What happened
During its July plenary (guidelines dated/published July 7-8, 2026, per EDPB source documents and multiple law-firm trackers including ReedSmith, Aphaia, and Pierstone), the European Data Protection Board adopted draft Guidelines 03/2026 on web scraping in the context of generative AI, alongside draft guidelines clarifying the GDPR concept of anonymous data (building on CJEU case C-413/23 P, EDPS v SRB), and finalized (post-consultation) blockchain-processing guidelines. The web-scraping guidelines set out a three-part legitimate-interest test for AI training data collection, treat robots.txt/ai.txt/CAPTCHAs/login-walls as relevant signals for the balancing test, and require purpose limitation, transparency, data minimisation and accuracy safeguards across the AI training lifecycle. Public consultation on the anonymisation and web-scraping guidelines runs until October 30, 2026.
Why it matters
This is the EU's first comprehensive GDPR-specific framework addressing the core data-sourcing technique behind most generative AI model training.

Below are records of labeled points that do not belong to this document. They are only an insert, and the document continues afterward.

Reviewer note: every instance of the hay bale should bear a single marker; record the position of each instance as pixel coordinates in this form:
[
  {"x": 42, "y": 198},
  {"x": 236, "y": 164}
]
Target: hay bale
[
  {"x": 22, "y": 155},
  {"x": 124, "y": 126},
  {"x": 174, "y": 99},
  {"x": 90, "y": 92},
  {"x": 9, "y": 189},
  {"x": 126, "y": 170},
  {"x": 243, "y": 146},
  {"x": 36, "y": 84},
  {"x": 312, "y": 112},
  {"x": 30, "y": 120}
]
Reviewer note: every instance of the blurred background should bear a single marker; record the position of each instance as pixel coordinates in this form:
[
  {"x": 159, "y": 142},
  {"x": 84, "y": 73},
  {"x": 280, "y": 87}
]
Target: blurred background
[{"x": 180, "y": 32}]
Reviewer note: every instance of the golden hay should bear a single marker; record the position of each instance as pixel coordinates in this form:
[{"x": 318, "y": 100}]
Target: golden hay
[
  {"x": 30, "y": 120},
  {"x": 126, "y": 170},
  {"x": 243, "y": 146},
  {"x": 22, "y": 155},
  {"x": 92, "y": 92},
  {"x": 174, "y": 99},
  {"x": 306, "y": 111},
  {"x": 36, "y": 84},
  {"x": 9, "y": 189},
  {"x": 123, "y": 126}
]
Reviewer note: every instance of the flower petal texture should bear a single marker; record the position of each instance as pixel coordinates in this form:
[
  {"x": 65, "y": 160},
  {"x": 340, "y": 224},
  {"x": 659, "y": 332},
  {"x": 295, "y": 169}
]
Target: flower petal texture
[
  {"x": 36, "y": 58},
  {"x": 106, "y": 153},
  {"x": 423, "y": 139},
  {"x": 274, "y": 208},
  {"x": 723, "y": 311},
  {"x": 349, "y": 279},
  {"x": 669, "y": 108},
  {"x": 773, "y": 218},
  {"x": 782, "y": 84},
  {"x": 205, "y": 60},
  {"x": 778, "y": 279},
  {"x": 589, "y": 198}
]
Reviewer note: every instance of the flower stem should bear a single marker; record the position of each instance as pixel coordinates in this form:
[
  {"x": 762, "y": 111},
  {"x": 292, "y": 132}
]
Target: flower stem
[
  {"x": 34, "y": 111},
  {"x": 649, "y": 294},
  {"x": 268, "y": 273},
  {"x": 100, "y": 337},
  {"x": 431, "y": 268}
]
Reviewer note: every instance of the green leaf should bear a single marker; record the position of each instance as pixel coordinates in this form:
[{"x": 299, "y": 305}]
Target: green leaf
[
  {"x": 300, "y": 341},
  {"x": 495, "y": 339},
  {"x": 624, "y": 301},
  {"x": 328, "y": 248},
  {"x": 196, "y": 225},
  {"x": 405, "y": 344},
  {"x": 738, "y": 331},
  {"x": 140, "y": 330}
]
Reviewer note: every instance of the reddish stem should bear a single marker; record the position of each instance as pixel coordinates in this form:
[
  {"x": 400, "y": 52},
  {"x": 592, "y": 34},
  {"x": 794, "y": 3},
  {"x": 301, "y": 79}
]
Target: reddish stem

While not yet final/binding, EDPB guidelines carry substantial legal weight and are routinely relied upon by national DPAs in enforcement; the anonymisation guidance also has broad impact on companies claiming datasets fall outside GDPR scope for AI training purposes.
Action needed
GenAI developers and dataset suppliers with EU training-data pipelines should review scraping practices against the legitimate-interest balancing test, document source reliability/timestamps/opt-out mechanisms, and consider submitting comments before the October 30, 2026 consultation deadline.